The Times notes that:
Ken Livingstone is about to drop his plan to exempt low-emission cars from the London congestion charge... The Mayor of London had proposed to give free entry to the charging zone to all cars in road tax bands A and B, which cover those emitting 120g or less of carbon dioxide per km (g/km).
If this is the case, then the Mayor's policy is in a shambles. The article considers that the new charge may be dropped due to the popularity of low-emission cars. This charge has moved from being a congestion tax to a proposed carbon tax. Ken Livingstone has stated in the past that he favours a 'more carrot, less stick' approach in weaning people from the most polluting cars and onto public transport.
Damian Hockney, Leader for the One London party has written about the loaded questions that the Mayor's office asked in gaining public approval for the shift in emphasis towards carbon emissions here.
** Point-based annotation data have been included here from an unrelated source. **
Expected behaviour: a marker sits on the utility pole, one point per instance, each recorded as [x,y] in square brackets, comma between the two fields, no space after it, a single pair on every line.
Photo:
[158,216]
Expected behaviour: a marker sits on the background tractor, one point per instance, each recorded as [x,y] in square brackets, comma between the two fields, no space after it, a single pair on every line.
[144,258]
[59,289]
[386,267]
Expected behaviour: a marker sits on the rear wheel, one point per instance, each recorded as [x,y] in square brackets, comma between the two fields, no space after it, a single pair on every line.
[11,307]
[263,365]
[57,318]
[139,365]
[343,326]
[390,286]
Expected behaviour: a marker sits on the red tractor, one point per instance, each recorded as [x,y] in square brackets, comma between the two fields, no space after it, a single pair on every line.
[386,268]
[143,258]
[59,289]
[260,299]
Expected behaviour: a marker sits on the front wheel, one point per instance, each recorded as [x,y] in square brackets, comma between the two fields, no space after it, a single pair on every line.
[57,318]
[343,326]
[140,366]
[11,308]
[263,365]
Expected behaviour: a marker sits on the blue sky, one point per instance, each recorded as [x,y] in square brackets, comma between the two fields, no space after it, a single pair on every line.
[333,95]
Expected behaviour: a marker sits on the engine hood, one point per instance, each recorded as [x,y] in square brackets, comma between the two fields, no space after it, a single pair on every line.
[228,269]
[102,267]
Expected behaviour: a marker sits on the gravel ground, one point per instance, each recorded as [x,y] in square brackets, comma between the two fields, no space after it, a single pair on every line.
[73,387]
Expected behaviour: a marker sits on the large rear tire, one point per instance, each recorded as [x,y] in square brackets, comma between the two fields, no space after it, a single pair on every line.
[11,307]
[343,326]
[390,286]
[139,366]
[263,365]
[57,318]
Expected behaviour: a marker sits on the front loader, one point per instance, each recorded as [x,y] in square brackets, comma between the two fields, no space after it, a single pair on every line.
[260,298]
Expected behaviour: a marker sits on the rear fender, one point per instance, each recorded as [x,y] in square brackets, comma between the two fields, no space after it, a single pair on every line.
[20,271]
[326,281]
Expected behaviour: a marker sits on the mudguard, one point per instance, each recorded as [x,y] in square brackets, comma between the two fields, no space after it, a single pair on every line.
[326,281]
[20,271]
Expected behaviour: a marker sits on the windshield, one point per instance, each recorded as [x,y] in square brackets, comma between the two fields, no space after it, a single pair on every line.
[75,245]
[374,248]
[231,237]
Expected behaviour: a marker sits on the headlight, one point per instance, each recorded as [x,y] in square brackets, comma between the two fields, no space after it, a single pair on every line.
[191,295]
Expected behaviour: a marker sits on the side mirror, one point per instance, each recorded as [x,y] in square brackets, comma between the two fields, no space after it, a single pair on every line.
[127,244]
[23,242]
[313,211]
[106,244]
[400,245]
This highlights a worrying trend in the Mayor's consultation strategy - ask a loaded question, get the answer you want. Simply, it is not good enough.
If it is true that the Mayor intends to drop the tax exemption because his initially stated aims were too successful, then we have at best an opportunistic money grab. At worst, this is a policy with no ideological roots which is likely to change again.
LondonUnlocked is in favour of a congestion charge which is rated for carbon emissions. This is the route that Ken Livingstone should take, and the one that would best serve London.